Aside from the one-off Maserati Boomerang concept (which we featured in-depth just last week), two exquisite Bugattis spearhead the 30-lot sale. The earlier car, a regal 1938 Bugatti Type 57 Drophead Coupé (est. €1.4-1.7m), was once owned by French artist André Derain, while the other, a 1954 Bugatti Type 101C coupé Antem (€1.5-1.8m), is one of the very last (original) Bugattis built.
Too close for comfort...
Claude François fans, listen up: you could drive home in the very Mercedes 450 SEL in which the famous French singer endured an (high-profile) attempted assassination in 1977. The estimate is on request only. Another one-off Maserati protototype to be sold, the elegant Frua-bodied (Gordon Keeble-esque) Mexico, will surely reach its €450,000 lower estimate given its uniqueness and the ‘Best of Show’ at the Maserati Centennial Concours d'Élégance Turin 2014 it carries under its belt.
The connoisseur's choice
For the connoisseur, there is the 1925 Lorraine-Dietrich B3-6 Le Mans Torpedo Sport in which Henry Stalter and Edouard Brisson finished third at Le Mans in 1925. Eligible for a host of prestigious historic events and benefitting from the same ownership for 39 years, it carries a pre-sale estimate of €600,000-1m.

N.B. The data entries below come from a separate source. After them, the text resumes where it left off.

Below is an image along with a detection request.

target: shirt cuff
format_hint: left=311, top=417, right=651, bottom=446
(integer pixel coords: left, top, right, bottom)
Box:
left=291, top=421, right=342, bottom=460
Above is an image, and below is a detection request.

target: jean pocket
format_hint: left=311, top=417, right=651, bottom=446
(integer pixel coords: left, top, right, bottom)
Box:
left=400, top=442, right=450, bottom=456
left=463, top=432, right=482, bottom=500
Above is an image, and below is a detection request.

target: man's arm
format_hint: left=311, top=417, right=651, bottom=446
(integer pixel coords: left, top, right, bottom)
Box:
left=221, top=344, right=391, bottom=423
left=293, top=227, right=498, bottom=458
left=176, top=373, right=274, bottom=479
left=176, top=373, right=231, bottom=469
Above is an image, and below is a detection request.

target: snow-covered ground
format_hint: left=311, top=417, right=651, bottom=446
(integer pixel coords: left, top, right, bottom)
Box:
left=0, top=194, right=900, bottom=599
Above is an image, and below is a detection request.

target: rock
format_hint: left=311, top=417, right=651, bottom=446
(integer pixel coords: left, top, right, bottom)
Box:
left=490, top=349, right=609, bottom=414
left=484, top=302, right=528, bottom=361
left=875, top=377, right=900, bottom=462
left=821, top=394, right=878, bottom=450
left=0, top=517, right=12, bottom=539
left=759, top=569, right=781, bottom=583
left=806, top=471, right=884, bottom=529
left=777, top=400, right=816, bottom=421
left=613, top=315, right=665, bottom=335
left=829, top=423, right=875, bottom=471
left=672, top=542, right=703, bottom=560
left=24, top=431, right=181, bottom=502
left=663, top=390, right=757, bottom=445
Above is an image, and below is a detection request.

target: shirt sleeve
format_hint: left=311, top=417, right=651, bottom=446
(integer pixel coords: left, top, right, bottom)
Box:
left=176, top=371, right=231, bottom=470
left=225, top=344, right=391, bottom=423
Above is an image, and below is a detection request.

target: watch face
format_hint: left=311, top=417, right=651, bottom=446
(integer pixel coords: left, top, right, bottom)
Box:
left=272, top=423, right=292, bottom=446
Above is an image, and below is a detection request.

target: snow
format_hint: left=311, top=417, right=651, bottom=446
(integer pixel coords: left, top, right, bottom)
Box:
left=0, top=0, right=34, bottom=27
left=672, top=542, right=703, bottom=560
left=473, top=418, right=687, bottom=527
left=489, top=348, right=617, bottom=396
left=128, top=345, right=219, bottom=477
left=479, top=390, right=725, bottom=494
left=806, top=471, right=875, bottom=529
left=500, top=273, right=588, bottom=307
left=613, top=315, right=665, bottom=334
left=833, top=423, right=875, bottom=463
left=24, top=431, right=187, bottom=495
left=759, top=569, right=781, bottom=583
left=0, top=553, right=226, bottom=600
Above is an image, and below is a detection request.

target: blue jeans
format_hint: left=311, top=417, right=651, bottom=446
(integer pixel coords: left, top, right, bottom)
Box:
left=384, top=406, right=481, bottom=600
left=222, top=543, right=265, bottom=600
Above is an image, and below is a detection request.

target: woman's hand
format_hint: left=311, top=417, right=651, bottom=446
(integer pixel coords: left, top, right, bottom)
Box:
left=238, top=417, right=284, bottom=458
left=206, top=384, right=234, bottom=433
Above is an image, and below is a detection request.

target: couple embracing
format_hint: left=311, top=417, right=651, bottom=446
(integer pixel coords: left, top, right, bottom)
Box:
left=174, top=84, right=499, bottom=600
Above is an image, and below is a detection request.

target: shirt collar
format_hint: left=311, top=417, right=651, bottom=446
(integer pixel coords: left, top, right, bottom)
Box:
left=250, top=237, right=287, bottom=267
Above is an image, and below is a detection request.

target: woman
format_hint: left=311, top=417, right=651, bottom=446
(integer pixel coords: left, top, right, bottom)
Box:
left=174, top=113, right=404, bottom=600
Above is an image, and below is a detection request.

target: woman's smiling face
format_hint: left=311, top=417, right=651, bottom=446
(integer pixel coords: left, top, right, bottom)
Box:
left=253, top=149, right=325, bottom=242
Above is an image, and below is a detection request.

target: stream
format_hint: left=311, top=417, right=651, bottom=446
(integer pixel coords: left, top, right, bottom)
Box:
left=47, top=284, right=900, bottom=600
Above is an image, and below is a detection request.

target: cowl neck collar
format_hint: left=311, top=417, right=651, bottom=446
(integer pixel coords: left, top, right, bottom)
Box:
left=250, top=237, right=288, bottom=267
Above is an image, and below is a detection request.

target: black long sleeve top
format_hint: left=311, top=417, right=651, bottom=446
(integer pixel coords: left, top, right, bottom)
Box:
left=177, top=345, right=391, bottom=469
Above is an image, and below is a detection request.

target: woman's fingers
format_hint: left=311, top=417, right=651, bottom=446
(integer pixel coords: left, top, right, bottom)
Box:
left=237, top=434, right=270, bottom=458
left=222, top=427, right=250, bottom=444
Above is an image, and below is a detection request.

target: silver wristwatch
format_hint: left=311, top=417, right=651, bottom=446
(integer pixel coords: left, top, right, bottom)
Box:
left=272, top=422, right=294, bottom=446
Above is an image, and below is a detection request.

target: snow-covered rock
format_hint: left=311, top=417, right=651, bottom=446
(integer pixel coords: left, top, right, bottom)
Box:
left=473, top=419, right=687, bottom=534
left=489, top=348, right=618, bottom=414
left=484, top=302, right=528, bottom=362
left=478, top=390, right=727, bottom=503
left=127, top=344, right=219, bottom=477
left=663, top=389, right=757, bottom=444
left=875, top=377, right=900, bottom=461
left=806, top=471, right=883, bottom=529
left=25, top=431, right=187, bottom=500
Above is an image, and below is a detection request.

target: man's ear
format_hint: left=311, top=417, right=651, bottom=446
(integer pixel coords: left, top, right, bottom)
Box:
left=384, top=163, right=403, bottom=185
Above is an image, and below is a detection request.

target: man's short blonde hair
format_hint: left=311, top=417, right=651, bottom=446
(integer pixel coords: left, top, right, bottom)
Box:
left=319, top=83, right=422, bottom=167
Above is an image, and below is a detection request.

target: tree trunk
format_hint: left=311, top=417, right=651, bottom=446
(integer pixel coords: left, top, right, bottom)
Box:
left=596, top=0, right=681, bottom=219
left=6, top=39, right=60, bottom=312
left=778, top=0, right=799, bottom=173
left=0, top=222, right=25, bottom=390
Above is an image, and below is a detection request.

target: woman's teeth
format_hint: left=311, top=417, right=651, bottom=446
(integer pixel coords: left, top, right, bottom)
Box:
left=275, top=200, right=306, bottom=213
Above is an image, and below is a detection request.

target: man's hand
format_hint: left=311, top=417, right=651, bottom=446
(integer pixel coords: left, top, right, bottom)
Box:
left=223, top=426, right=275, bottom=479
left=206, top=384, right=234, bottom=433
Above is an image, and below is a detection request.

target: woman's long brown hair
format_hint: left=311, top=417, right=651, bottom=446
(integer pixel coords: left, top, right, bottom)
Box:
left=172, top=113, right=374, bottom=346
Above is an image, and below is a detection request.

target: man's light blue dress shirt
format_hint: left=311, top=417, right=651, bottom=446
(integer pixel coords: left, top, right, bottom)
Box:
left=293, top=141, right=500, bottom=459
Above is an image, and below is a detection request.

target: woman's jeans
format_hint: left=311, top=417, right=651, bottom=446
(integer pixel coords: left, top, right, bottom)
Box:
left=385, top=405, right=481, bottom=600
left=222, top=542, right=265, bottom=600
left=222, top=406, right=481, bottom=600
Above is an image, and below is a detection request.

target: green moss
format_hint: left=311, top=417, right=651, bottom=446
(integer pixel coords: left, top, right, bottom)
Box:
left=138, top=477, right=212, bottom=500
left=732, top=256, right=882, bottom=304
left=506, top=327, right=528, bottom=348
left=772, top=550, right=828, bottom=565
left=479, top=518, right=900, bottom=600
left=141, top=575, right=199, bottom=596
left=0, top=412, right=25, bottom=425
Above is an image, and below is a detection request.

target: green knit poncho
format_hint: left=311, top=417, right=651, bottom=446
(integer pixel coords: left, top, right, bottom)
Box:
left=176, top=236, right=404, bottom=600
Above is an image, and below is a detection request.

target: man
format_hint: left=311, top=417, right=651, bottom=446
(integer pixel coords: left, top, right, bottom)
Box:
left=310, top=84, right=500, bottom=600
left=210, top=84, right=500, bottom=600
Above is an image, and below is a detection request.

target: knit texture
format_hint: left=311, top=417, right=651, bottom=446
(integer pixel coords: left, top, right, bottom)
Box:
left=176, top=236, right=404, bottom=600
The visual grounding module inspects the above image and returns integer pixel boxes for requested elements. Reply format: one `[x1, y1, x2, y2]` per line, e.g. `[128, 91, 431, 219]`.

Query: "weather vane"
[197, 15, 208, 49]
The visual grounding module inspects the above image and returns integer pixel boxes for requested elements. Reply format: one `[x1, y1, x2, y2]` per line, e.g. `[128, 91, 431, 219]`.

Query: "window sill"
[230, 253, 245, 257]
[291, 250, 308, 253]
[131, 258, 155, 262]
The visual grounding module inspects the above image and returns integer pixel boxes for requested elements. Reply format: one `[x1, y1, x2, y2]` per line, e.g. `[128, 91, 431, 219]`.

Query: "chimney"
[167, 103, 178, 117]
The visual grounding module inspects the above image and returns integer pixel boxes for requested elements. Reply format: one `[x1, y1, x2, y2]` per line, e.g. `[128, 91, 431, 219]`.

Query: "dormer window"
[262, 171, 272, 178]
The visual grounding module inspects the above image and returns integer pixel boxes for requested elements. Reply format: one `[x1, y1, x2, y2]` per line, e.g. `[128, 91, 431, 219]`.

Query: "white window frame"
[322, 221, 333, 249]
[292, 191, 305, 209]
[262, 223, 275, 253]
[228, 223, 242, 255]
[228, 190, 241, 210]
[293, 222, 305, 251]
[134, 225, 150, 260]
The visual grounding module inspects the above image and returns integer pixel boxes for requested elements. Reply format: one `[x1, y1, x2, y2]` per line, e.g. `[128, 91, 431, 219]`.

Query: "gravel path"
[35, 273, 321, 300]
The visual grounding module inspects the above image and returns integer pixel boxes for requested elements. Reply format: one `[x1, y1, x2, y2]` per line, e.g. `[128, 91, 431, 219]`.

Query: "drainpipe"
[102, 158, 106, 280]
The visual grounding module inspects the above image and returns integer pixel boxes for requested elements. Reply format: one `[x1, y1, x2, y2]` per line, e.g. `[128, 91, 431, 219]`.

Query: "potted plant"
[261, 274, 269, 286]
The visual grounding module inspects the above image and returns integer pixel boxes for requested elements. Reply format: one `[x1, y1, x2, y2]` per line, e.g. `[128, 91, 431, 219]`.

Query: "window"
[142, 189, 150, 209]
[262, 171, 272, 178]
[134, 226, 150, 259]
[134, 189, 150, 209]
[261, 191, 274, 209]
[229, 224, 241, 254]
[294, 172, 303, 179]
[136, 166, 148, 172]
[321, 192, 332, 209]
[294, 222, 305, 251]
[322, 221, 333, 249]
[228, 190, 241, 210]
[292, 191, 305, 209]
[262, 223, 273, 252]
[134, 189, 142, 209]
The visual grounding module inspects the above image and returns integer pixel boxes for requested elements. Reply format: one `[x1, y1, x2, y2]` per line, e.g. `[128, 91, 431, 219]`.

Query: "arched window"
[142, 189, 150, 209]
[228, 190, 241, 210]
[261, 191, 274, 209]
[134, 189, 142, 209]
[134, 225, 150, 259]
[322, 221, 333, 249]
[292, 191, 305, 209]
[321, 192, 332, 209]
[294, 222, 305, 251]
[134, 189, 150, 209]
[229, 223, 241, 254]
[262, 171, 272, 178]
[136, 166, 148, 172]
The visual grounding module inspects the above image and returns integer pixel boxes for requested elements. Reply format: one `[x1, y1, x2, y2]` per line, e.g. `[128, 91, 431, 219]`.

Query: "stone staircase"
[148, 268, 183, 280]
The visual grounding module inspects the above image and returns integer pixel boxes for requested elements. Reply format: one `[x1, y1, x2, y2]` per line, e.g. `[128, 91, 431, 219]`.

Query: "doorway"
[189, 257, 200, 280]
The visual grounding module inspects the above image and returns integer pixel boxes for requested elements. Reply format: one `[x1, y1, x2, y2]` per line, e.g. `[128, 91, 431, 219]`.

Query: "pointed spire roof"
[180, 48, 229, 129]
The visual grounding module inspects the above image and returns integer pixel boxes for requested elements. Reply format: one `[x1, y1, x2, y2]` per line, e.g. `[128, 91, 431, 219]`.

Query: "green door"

The savvy collector might have missed his chance to buy a Ferrari 550 Barchetta from new, but the market cherishes these limited-run Ferraris, as evidenced by the €280,000-360,000 estimate on Bonhams’ stunning, one-owner grey car.
A French Goddess
The one-of-two Aston Martin Sportsman Shooting Brake (€350,000-550,000) and 1959 Ferrari 250 GT Coupé boasting some unique features (€450-550,000) are both interesting, but our pick of the sale goes to the majestic 1961 Citroën DS 19 Cabriolet Pre-Series, believed to be the oldest surviving Chapron-built ‘factory’ DS Cabriolet (€170,00 -230,000). C’est magnifique!